The Wall Street group comfortably beat estimates with net income of $3.7bn for the three months to the end of June, up from $3bn a year ago.
Equities traders at the bank have enjoyed two record quarters in a row, aided by big market moves around Donald Trump’s policy announcements — including his “liberation day” tariffs at the start of April.
Their fixed income trading colleagues also reported better than expected revenues, and together the two trading divisions generated $7.8bn in revenues.
But it was the increase in investment banking where the gains for Goldman and its rival JPMorgan Chase were particularly striking.
Investment banking has been suffering a prolonged slump, as higher interest rates have discouraged private equity firms from selling portfolio companies at depressed valuations and volatility in the equity markets has made it difficult to launch initial public offerings.
On Wednesday however, Goldman reported an increase in investment banking fees of 26 per cent, with the $2.2bn it booked about $400mn better than analysts had expected.
The outperformance in trading and investment banking was echoed across Wall Street’s big banks, though Goldman had by far the biggest year-on-year fee gains.

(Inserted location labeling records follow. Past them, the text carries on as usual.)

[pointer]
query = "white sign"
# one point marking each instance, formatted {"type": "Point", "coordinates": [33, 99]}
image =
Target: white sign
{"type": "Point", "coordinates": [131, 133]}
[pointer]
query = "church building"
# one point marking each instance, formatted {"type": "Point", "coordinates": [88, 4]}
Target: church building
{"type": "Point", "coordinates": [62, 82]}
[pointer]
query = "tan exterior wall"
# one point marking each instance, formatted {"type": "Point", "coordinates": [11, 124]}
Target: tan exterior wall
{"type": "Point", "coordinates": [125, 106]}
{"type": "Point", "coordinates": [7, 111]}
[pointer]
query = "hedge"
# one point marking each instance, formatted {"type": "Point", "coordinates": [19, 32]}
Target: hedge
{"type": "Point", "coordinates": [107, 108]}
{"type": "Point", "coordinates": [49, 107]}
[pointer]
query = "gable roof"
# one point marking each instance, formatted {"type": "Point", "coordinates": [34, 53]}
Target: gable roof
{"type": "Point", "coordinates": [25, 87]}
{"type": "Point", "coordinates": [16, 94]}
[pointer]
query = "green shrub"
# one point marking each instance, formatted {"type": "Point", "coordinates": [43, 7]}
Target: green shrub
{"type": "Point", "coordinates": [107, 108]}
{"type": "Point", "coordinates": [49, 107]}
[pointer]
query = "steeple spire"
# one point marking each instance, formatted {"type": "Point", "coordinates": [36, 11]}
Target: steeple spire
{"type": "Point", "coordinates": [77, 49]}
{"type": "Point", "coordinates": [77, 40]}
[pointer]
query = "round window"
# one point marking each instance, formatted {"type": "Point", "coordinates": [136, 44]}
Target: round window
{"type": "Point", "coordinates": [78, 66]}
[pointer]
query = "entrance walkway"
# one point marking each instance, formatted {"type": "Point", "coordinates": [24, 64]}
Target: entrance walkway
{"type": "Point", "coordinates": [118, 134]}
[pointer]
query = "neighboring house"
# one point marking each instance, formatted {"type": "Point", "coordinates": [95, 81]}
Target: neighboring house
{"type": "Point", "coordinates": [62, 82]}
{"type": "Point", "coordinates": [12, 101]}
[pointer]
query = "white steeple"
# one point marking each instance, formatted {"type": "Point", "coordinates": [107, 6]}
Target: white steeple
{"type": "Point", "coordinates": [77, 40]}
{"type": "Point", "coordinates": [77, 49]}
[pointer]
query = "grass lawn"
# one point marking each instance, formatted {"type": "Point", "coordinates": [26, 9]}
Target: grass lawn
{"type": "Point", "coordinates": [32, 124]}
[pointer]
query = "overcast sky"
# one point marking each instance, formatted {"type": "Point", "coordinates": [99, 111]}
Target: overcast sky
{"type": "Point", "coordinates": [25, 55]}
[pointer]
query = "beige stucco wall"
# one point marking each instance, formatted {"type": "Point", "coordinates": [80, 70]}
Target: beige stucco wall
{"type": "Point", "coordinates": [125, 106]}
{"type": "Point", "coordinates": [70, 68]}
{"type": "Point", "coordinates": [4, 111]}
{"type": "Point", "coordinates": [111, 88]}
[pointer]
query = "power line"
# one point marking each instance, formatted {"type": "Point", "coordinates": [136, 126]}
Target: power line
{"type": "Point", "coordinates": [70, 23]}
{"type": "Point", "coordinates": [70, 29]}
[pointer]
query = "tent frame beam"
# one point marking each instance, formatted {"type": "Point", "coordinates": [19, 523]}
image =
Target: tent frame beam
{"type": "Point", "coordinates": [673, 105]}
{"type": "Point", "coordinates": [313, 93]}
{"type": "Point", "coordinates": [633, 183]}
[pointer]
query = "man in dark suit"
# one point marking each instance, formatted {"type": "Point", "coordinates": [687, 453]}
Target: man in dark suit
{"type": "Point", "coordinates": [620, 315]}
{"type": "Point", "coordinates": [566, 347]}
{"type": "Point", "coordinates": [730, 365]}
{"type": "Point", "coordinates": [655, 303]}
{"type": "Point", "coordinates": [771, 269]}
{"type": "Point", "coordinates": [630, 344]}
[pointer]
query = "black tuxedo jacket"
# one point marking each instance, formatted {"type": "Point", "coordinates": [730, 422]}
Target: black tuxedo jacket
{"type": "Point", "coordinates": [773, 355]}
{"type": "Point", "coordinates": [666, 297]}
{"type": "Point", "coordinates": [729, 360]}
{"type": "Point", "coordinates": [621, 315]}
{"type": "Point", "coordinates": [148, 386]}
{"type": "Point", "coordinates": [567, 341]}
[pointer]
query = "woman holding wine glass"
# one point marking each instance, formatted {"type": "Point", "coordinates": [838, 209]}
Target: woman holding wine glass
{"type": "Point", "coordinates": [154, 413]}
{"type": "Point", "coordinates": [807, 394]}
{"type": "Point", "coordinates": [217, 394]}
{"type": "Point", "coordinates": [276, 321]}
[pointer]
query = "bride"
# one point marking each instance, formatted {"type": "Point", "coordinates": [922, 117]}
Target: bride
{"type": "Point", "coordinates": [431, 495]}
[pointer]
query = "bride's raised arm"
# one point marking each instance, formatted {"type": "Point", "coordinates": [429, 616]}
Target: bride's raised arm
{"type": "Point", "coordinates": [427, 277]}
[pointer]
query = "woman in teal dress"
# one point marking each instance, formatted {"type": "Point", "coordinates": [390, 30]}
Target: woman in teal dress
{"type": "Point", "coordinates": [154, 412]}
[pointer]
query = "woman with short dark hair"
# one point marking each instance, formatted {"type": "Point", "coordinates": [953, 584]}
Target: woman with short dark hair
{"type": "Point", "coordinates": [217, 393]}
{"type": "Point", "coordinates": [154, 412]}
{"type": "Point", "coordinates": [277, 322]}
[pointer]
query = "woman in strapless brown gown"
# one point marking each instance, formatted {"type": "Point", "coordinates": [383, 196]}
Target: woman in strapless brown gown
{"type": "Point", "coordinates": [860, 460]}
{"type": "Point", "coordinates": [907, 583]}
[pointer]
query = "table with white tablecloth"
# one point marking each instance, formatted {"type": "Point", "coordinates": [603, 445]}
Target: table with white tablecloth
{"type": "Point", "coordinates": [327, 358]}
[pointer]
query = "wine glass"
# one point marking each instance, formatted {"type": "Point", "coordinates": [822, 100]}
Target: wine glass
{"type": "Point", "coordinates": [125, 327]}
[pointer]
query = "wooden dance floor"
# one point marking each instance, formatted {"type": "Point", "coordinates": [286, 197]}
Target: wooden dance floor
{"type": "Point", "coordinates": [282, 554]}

Bank executives were quick to talk up the economic environment as one that could be conducive to the sort of dealmaking activity they had hoped for at the start of the year but had previously been quashed by political and market uncertainty.
“A narrowed range of outcomes on trade and the overall economy has helped CEO confidence and increased their willingness to transact,” said Goldman chief executive David Solomon.
Morgan Stanley chief executive Ted Pick said “boardrooms appear more accepting of ongoing uncertainty broadly” in their willingness to do deals.
Wall Street executives need the momentum to prove less fleeting than other recent recoveries, however.
In recent years bank executives have talked about “green shoots”, “early innings” and “animal spirits” being unleashed for investment banking before economic and political uncertainty intervened.
Bankers have been telling investors for more than a year that their pipelines of new transactions were building and that corporate leaders and money managers just needed greater certainty to move ahead with deals.
“Our client engagement continues to be elevated, and we’re seeing it in our backlog, which rose for a fifth consecutive quarter,” Solomon said.
Goldman shares reversed early gains to trade down about 0.5 per cent in New York morning trading.